Defendant argues that CALCRIM No. 1191 unconstitutionally lowers the prosecution’s burden of proof because it allows the jurors to “convict the [defendant] if they conclude he committed he prior bad acts by a preponderance of the evidence.”
In People v. Reliford (2003) 29 Cal.4th 1007, 1012-1016, the California Supreme Court rejected a similar challenge to CALJIC No. 2.50.01. It explained: “Defendant complains that, having found the uncharged sex offense true by a preponderance of the evidence, jurors would rely on ‘this alone’ to convict him of the charged offenses. The problem with defendant’s argument is that the instruction nowhere tells the jury it may rest a conviction solely on evidence of prior offenses. Indeed, the instruction’s next sentence says quite the opposite: “if you find by a preponderance of the evidence that the defendant committed a prior sexual offense..., that is not sufficient by itself to prove beyond a reasonable doubt that he committed the charged crime.’” (Id. at p. 1013.) It also noted that the jury was otherwise correctly instructed regarding the requirement that every element of the charged offense be proved beyond a reasonable doubt. (Id. at pp. 1013-1016.) It concluded: “[N]o juror could reasonably interpret the instructions to authorize conviction of a charged offense based solely on proof of an uncharged sexual offense.” (Id. at p. 1015.)

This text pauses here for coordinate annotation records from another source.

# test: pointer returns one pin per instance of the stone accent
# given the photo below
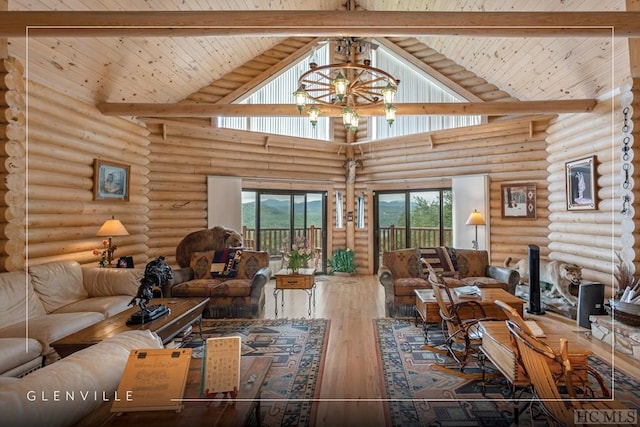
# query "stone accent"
(627, 338)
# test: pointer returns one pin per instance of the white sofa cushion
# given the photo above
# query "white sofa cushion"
(16, 297)
(58, 284)
(108, 306)
(101, 282)
(93, 372)
(15, 352)
(51, 327)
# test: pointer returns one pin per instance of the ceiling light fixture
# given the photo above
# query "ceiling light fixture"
(349, 84)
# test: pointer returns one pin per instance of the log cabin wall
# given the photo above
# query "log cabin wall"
(507, 151)
(65, 136)
(184, 154)
(13, 159)
(589, 238)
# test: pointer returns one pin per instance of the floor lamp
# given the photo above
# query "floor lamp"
(475, 219)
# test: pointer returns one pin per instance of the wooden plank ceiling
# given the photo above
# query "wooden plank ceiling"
(116, 69)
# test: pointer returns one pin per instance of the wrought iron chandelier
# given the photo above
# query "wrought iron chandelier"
(348, 85)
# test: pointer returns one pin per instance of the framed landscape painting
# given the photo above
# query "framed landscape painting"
(519, 200)
(581, 184)
(110, 181)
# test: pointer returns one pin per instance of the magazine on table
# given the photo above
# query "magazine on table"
(469, 291)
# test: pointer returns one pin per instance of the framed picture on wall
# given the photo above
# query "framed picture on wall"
(519, 200)
(581, 184)
(110, 181)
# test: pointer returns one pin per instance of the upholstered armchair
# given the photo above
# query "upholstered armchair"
(235, 295)
(470, 266)
(400, 274)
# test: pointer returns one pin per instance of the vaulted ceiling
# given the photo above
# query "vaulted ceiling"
(162, 69)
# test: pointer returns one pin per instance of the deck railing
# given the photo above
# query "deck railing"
(390, 237)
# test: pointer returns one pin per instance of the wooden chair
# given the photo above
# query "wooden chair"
(580, 374)
(535, 356)
(460, 319)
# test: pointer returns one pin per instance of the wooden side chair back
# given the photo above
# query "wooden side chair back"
(513, 315)
(581, 375)
(535, 356)
(461, 320)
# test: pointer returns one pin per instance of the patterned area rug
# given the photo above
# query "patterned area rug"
(419, 395)
(298, 348)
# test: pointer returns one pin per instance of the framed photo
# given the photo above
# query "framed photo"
(110, 181)
(125, 262)
(519, 200)
(581, 184)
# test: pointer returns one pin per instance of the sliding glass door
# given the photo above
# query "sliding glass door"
(418, 218)
(272, 220)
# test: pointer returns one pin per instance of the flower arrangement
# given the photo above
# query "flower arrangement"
(105, 253)
(300, 253)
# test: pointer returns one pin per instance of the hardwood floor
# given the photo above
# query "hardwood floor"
(350, 386)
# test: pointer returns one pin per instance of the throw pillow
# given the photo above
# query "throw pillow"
(201, 264)
(225, 262)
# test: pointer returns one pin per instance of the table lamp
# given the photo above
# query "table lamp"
(475, 219)
(111, 227)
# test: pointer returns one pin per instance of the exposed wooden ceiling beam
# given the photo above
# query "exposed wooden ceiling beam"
(317, 23)
(254, 110)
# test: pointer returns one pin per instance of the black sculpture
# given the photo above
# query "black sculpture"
(156, 273)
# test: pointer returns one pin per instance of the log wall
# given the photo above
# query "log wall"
(184, 154)
(64, 138)
(507, 151)
(590, 238)
(13, 153)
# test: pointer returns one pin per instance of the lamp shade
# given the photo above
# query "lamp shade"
(112, 227)
(475, 218)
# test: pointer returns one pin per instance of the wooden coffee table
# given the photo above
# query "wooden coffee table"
(212, 411)
(183, 313)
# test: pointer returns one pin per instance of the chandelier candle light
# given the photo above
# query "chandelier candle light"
(348, 85)
(111, 227)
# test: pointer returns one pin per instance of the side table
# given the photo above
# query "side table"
(303, 280)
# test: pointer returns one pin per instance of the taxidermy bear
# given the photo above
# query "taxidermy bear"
(212, 239)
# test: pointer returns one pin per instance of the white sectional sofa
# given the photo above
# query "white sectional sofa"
(50, 301)
(68, 391)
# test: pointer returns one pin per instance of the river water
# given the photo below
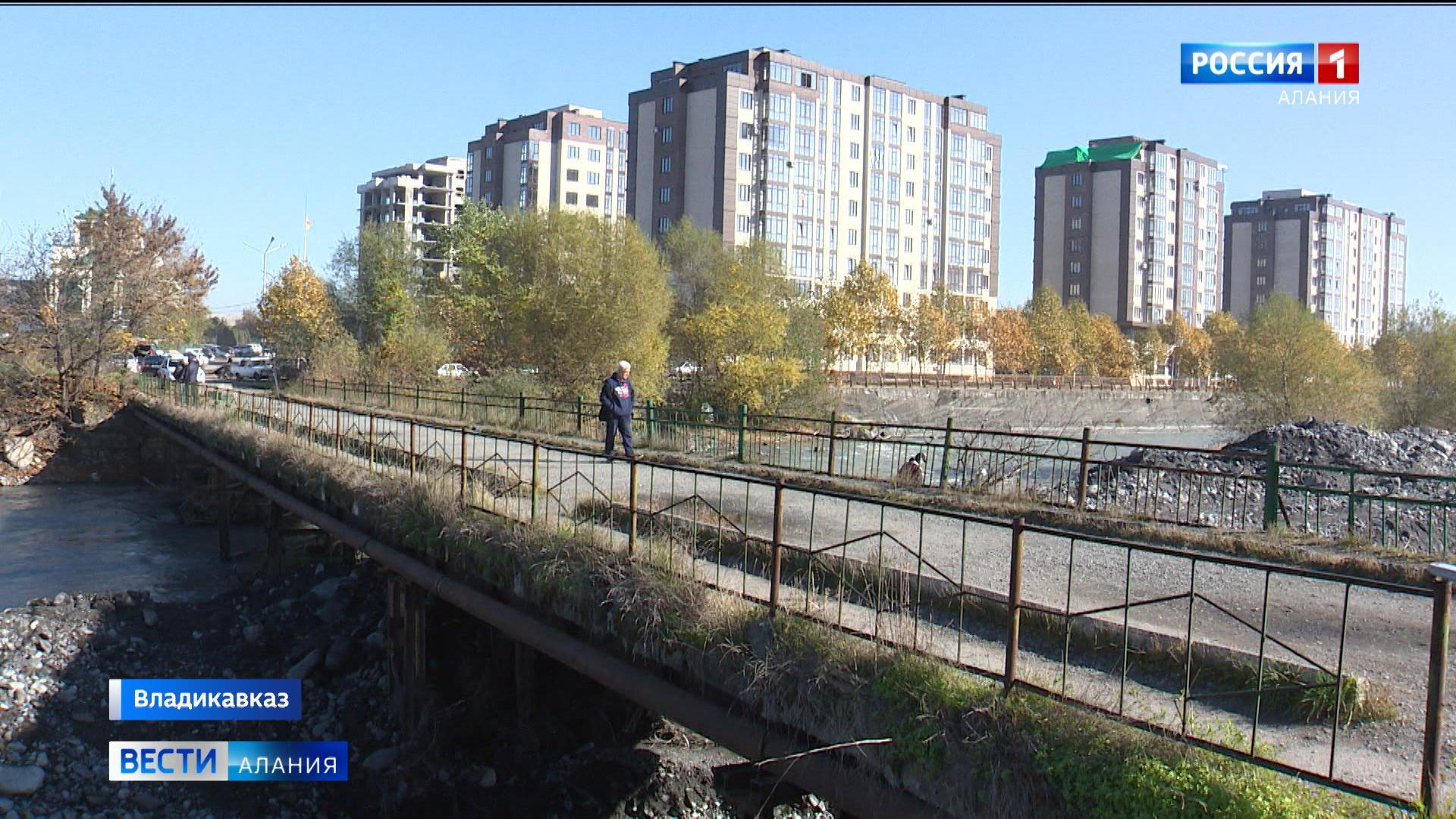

The version of CALJIC No. 2.50.01 that was at issue in Reliford is not materially different from CALCRIM No. 1191. Accordingly, other courts, citing Reliford, have rejected identical challenges to CALCRIM No. 1191. (People v. Cromp (2007) 153 Cal.App.4th 476, 480 [Third Dist.]; People v. Schnabel (2007) 150 Cal.App.4th 83, 87 [Third Dist.].) We reject it likewise here.
C. Defendant’s Requested Modification to CALCRIM No. 1191.
Defendant also argues that the trial court should have given his requested modification to CALCRIM No. 1191 — i.e., it should have specified that defendant had not been charged with prior sexual offenses in this case “or in any other case anywhere else.” The People misunderstand this contention as referring to defendant’s requested special instruction; thus, they argue that his requested special instruction was erroneous. However, they never address his requested modification. Nevertheless, based on our independent analysis, we reject defendant’s contention.
Instructions “must deal with the law, not with facts.” (5 Witkin, Cal. Criminal Law (3d ed. 2000) Criminal Trial, § 606 at p. 865.) At the same time, “[a] trial court must give a requested instruction only if it is supported by substantial evidence, that is, evidence sufficient to deserve jury consideration. [Citations.]” (People v. Marshall (1997) 15 Cal.4th 1, 39-40.)
Here, defense counsel was essentially asking the trial court to instruct the jury on a matter of evidence, not a matter of law. The parties themselves had not introduced any evidence one way or the other as to whether defendant had been charged in connection with the prior bad acts. Accordingly, there was no substantial evidence to support the requested modification.
IV
DISPOSITION
The judgment is affirmed.
We concur: McKinster, Acting P.J., Miller, J.